The filings were made with the District 5 Water Court and came after City Council voted 5-0 on Oct. 10 to proceed with the extension, which if granted, could result in the construction of two reservoirs on the pristine creeks. The city claimed the water rights in November 1971.
The city’s concern over a growing population, combined with climate change’s impacts on the two creeks, which supply drinking water to residents, was the chief impetus to register two documents called “applications for finding of reasonable diligence” with the water court.
“These warmer days demonstrate that local snowpack, the primary source of the City’s water supply, is threatened,” the filings said.
Carbondale-based conservation group Wilderness Workshop issued a statement Tuesday criticizing the city’s move.
“The city of Aspen’s pursuit of dams on Castle and Maroon creeks could not be more out of step with the community’s values,” said Will Roush, Conservation Director at the Wilderness Workshop. “These two iconic creeks, universally treasured by our community, have far too many social and ecological values to build unneeded reservoirs on them.”
In a telephone interview, Roush said he saw no surprises in the filings.
“I think in terms of the technical aspects, this is what we anticipated,” he said. “It’s consistent with the resolution they passed on the 10th, but they will have the option to modify the size or the location of the reservoirs.”
Rob Harris, the senior staff attorney for another conservation group, Boulder-based Western Resource Advocates, said, “The city’s conditional water rights provide no protection from the Front Range of Colorado diverting water from the West Slope. These water rights serve only one purpose, to build dams near Aspen and at the foot of the Maroon Bells. Western Resource Advocates would look forward to working with Aspen on better water management options that benefit the community and the environment for the long-term.”

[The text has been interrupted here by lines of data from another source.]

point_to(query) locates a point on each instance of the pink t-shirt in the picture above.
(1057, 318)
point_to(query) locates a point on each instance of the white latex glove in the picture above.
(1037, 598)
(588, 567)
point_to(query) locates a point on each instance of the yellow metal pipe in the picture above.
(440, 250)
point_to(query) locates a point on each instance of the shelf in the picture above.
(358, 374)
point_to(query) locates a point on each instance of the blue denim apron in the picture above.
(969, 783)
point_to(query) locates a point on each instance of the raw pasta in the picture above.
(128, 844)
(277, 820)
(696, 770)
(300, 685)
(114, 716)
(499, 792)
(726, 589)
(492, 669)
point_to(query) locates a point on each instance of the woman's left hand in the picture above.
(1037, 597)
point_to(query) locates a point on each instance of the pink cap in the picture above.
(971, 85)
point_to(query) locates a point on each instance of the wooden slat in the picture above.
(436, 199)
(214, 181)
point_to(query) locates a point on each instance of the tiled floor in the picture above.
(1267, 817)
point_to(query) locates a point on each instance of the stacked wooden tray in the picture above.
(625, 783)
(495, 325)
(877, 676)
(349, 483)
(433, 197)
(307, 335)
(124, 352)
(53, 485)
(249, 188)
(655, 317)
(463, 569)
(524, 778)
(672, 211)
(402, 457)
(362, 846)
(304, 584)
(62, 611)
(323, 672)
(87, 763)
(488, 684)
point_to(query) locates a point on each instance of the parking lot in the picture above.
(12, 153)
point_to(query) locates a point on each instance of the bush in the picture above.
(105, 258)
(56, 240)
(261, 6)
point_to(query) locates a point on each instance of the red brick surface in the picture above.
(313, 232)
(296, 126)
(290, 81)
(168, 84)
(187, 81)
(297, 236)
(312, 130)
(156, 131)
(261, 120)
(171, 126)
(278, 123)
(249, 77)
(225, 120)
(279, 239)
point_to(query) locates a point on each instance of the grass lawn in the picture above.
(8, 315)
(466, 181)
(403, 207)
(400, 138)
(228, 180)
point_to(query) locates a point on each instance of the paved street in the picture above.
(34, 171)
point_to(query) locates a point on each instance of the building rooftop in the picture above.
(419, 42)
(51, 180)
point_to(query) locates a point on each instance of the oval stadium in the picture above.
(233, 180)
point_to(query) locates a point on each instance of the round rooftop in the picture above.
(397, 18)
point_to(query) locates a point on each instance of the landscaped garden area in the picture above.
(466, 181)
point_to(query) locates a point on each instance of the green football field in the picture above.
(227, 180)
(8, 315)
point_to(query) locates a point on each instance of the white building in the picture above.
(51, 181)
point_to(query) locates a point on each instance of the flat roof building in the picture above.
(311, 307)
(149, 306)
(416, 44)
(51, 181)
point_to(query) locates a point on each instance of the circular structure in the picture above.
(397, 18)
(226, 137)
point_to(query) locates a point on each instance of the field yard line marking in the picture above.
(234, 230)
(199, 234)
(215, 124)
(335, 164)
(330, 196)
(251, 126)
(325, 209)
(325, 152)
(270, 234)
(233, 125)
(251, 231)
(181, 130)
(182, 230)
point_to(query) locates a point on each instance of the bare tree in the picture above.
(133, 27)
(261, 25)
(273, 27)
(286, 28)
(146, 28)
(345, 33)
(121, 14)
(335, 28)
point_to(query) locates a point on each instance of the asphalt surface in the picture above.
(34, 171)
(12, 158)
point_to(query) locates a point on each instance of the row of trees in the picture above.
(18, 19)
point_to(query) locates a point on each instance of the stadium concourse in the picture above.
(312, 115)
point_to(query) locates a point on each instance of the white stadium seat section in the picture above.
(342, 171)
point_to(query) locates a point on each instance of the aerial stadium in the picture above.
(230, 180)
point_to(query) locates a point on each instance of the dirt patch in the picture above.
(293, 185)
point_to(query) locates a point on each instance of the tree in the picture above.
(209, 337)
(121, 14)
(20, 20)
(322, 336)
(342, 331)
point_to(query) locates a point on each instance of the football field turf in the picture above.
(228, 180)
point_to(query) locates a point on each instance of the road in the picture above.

While environmental groups, as well as multiple local residents, have been outspoken against the city’s effort to renew its water rights because of the potential for dams to be built, city officials played down such a scenario when they made their decision last month. City Council members explained that preserving the rights would prevent another party from grabbing them in the future, and the dams would be built in a worst-case scenario so the creeks could adequately serve Aspen’s projected population of 17,500 in 2066.
“The question is not to build or not to build dams,” Mayor Steve Skadron said at the October meeting. “The issue is whether to keep the water rights … with the due diligence that is upon us.”
“The scariest thing about climate change is unpredictability,” Councilwoman Ann Mullins said at the meeting. “And you just don’t know what’s going to happen. … I’m not convinced if we lose the water rights now that in some extreme circumstances there might be a water grab by another municipality.”
Wilderness Workshop suggested the city’s concerns are overblown.
“Even if the population of Aspen triples to more than 17,000 (growth that is likely far outside the community’s desired future) and climate change causes significant change in the run-off pattern, there will still be plenty of water for the citizens of Aspen,” Wilderness Workshop’s statement said.
Both creeks meander stretch through valleys leading to the popular destinations of the Maroon Bells and the ghost town of Ashcroft.
The city’s applications for renewals aren’t done deals. There is a 60-day period for statements of opposition to be filed with the water court. From there, the matter could go to a water referee, and possibly an 18-month period for settlement discussions.